Ecosyste.ms: Awesome

An open API service indexing awesome lists of open source software.

Awesome Lists | Featured Topics | Projects

https://github.com/jpetazzo/pipework

Software-Defined Networking tools for LXC (LinuX Containers)
https://github.com/jpetazzo/pipework

Last synced: 4 days ago
JSON representation

Software-Defined Networking tools for LXC (LinuX Containers)

Awesome Lists containing this project

README

        

⚠️ **WARNING: this project is not maintained.**

It was written in the early days of Docker, when people needed a way to
"plumb" Docker containers into arbitrary network topologies. If you want
to use it today (post-2020), you can, but it's at your own risk.
Small contributions (of a few lines) are welcome, but I don't have
the time to review and test bigger contributions, so don't expect any
new features or significant fixes (for instance, if Docker changes the
way it handles container networking, this will break, and I will not fix it).

Proceed at your own risk! :)

# Pipework

**_Software-Defined Networking for Linux Containers_**

Pipework lets you connect together containers in arbitrarily complex scenarios.
Pipework uses cgroups and namespace and works with "plain" LXC containers
(created with `lxc-start`), and with the awesome [Docker](http://www.docker.io/).
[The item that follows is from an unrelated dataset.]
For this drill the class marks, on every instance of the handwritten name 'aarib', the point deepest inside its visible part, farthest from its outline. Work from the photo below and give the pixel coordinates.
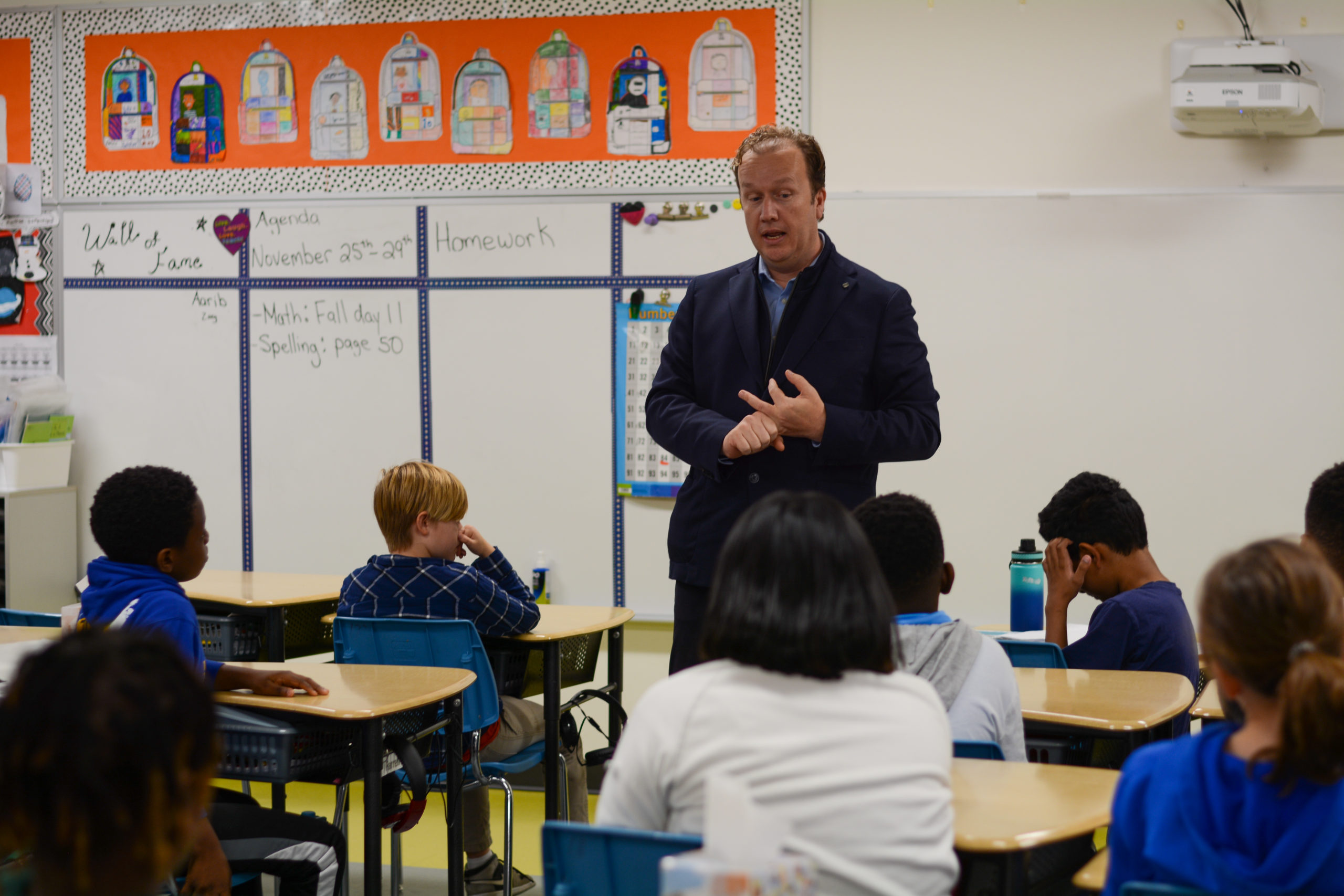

**Table of Contents** *generated with [DocToc](https://github.com/thlorenz/doctoc)*

- [Things to note](#things-to-note)
- [vCenter / vSphere / ESX / ESXi](#vcenter--vsphere--esx--esxi)
- [Virtualbox](#virtualbox)
- [Docker](#docker)
- [LAMP stack with a private network between the MySQL and Apache containers](#lamp-stack-with-a-private-network-between-the-mysql-and-apache-containers)
- [Docker integration](#docker-integration)
- [Peeking inside the private network](#peeking-inside-the-private-network)
- [Setting container internal interface](#setting-container-internal-interface)
- [Setting host interface name](#setting-host-interface-name)
- [Using a different netmask](#using-a-different-netmask)
- [Setting a default gateway](#setting-a-default-gateway)
- [Connect a container to a local physical interface](#connect-a-container-to-a-local-physical-interface)
- [Use MAC address to specify physical interface](#use-mac-address-to-specify-physical-interface)
- [Let the Docker host communicate over macvlan interfaces](#let-the-docker-host-communicate-over-macvlan-interfaces)
- [Wait for the network to be ready](#wait-for-the-network-to-be-ready)
- [Add the interface without an IP address](#add-the-interface-without-an-ip-address)
- [Add a dummy interface](#add-a-dummy-interface)
- [DHCP](#dhcp)
- [DHCP Options](#dhcp-options)
- [Specify a custom MAC address](#specify-a-custom-mac-address)
- [Virtual LAN (VLAN)](#virtual-lan-vlan)
- [Control routes](#routes)
- [Support Open vSwitch](#support-open-vswitch)
- [Support InfiniBand IPoIB](#support-infiniband-ipoib)
- [Cleanup](#cleanup)
- [Integrating pipework with other tools](#integrating-pipework-with-other-tools)
- [About this file](#about-this-file)

### Things to note

#### vCenter / vSphere / ESX / ESXi
**If you use vCenter / VSphere / ESX / ESXi,** set or ask your administrator
to set *Network Security Policies* of the vSwitch as below:

- Promiscuous mode: **Accept**
- MAC address changes: **Accept**
- Forged transmits: **Accept**

After starting the guest OS and creating a bridge, you might also need to
fine-tune the `br1` interface as follows:

- `brctl stp br1 off` (to disable the STP protocol and prevent the switch
from disabling ports)
- `brctl setfd br1 2` (to reduce the time taken by the `br1` interface to go
from *blocking* to *forwarding* state)
- `brctl setmaxage br1 0`

#### Virtualbox
**If you use VirtualBox**, you will have to update your VM network settings.
Open the settings panel for the VM, go the the "Network" tab, pull down the
"Advanced" settings. Here, the "Adapter Type" should be `pcnet` (the full
name is something like "PCnet-FAST III"), instead of the default `e1000`
(Intel PRO/1000). Also, "Promiscuous Mode" should be set to "Allow All".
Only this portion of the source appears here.